Now in 2008, at 34 years of age, Sinclair has been chosen as one of 250 Young Global Leaders out of a pool of 4 000. This meant his first visit to the World Economic Forum by invitation - he has gate-crashed three times before. It may also mean his third turning point. If the first turning point was realising the power of incremental scale and community, and the second turning it into a blockbuster, then the third will be to speak to the people in power and take it to policy level.

"My biggest success will be if in five years' time I become a financier of these projects, no longer coordinating, building and all of that. Instead, I will go round organising and allocating the money," says Sinclair, who says he will stick to his strategy of taking the boardroom to the field. "I took one of our donors to the most remote part of Western Nepal on a trip. Instead of a five-star hotel he stayed with us in a room above a butchery, with only a pit toilet. This is the reality, I told him, while you are sitting there deciding on a few thousand dollars, these kids are living on 40c a day."

Sinclair is also thinking of setting up satellite offices in South Africa, India and Kenya, and is working on his first building in five years: A solution to the Design Indaba 10x10 Housing Project. But even this, he says, was a collaboration with people in his office. "The hardest thing of what we do is authorship. Who is the author? The media tends to want one author and when you explain that there are hundreds, they say 'But that's really hard for my story'. And even worse, sometimes they choose me because they meet me and I tell them the story and about the designers," he shakes his head.

So, who can possibly dislike such a nice guy? "People dislike us [AFH] when we say no to them - we choose the communities we work with. We can also upset the apple cart in local government and organisations - we've even had death threats and had to leave a country. Also, the establishment or status quo of architects sometimes don't understand what we are trying to do and think that we're trying to compete with them. So, basically, when people don't understand what we're about," laughs Sinclair, who admits that being nice is AFH's business strategy.

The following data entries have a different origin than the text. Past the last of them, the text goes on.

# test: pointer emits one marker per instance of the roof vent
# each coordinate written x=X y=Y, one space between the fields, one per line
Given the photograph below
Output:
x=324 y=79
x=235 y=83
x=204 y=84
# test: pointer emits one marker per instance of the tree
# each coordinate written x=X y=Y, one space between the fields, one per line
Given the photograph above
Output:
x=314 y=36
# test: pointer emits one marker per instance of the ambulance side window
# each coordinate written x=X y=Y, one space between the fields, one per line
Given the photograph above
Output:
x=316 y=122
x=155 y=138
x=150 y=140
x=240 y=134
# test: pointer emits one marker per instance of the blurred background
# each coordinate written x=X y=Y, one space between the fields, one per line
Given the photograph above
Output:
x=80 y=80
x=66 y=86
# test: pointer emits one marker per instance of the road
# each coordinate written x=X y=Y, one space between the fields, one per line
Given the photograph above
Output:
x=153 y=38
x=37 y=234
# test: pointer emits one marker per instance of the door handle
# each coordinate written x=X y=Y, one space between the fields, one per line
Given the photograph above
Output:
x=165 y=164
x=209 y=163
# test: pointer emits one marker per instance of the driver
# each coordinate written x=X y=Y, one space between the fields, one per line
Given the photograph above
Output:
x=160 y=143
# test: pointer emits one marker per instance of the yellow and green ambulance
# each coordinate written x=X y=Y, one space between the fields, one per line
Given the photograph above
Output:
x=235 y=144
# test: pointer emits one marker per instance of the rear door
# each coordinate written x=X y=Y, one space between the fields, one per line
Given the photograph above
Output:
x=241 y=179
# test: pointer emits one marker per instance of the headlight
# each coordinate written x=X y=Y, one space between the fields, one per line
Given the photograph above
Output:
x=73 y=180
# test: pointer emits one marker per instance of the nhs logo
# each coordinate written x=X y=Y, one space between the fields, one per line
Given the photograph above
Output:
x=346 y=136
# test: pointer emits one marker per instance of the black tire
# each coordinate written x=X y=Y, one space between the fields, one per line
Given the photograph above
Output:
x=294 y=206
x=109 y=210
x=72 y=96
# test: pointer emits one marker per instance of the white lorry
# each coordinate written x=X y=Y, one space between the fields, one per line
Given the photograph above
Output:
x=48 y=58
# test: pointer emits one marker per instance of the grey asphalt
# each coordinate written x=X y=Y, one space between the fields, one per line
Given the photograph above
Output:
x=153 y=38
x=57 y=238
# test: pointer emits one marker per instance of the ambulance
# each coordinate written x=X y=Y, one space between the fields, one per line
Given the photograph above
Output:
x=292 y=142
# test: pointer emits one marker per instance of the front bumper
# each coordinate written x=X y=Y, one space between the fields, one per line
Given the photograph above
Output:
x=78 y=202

"We're nice people. We work with nice people, we hire nice people and if you're an asshole or arrogant or don't care, I'm not going to work with you. If you're a donor who doesn't care about people or doesn't believe in the power of what you can do, I'm not interested in you. So, the people that we hire in our office and the people that we surround ourselves with are nice. It's truly hard to hate someone who's nice," he concludes.